Thinking about how to increase your employee productivity? Consider implementing policies that make them happy, since research shows that happier employees tend to have higher levels of productivity and commitment to the job.
Happiness and productivity
Recent research conducted by the University of Oxford has discovered that happy workers are likely to be 13 percent more productive than their peers. The increased productivity was not the result of working longer hours, but rather a judicial use of their assigned working time. The study, led by Professor Jan-Emmanuel De Neve from the Said Business School, was conducted over a period of six months and involved the participation of 1,793 call center workers from the UK.
“We found that when workers are happier, they work faster by making more calls per hour worked, and, importantly, convert more calls to sales… There has never been such strong evidence… There seems to be considerable room for improvement in the happiness of employees while they are at work… While this clearly [is] in the interest of workers themselves, our analysis suggests it is also in the interests of their employers,” Prof. De Neve said to Personnel Today.
Shawn Achor, the author of the book The Happiness Advantage, argues that the biggest benefit of the modern economy is a happy workforce. His analysis of a decade of research proves to him that “happiness raises nearly every business and educational outcome: raising sales by 37 percent, productivity by 31 percent, and accuracy on tasks by 19 percent, as well as a myriad of health and quality of life improvements,” Harvard Business Review.
Happy employees also tend to be healthier than the rest, which plays a critical role in their attendance and productivity. Workers who suffer from depression tend to take more sick leaves every month. Now, if the office were to be the only place they feel happy, it stands to reason that employees would prefer to come and work rather than stay at home. However, if the workplace is what fuels depression, then employees would inevitably take more sick leaves.
Once you understand the fact that keeping employees fulfilled is essential to maintaining high business productivity, you might now wonder how to maintain a positive environment in the workplace. Start with giving the employees a purpose.
When workers have an idea of what the ultimate aim of the business is, they can determine their own place in the overall plan. “The most important thing about having a purpose isn’t the difference it makes to consumers or brand power, but the binding effect it has on employees… Companies with a clear, evergreen purpose motivate employee loyalty,” Kerry Stover, COO at consulting firm Pariveda Solutions, said to Forbes.
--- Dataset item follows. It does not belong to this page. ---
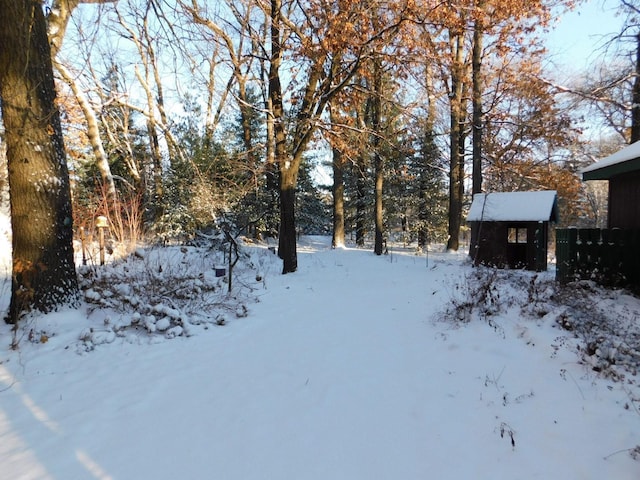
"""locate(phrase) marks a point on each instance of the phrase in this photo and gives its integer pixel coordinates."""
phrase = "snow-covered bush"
(597, 320)
(165, 292)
Employee loyalty is a natural consequence of the happiness they feel at the workplace. If you are happy working in your present job, will you consider moving somewhere else? Likely not. By retaining employees, you avoid having to hire new workers every now and then, not only saving on costs, but also ensuring that the most experienced people get the job done at your office.
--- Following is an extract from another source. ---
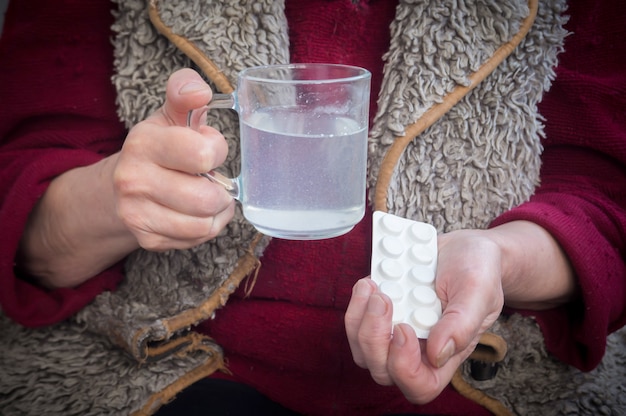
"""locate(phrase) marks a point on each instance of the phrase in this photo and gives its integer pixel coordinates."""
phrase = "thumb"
(185, 91)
As the owner of a business, you should ensure that all voices in the company are heard. When employees feel that their opinions are not taken seriously, they are bound to become frustrated. This is especially true when they actually give beneficial advice but you keep ignoring it. Under such circumstances, their respect for the company will drop and so will their enthusiasm, productivity, and loyalty. So always accept feedback on a regular basis from the employees. Make sure that you implement their beneficial suggestions and reward them for it.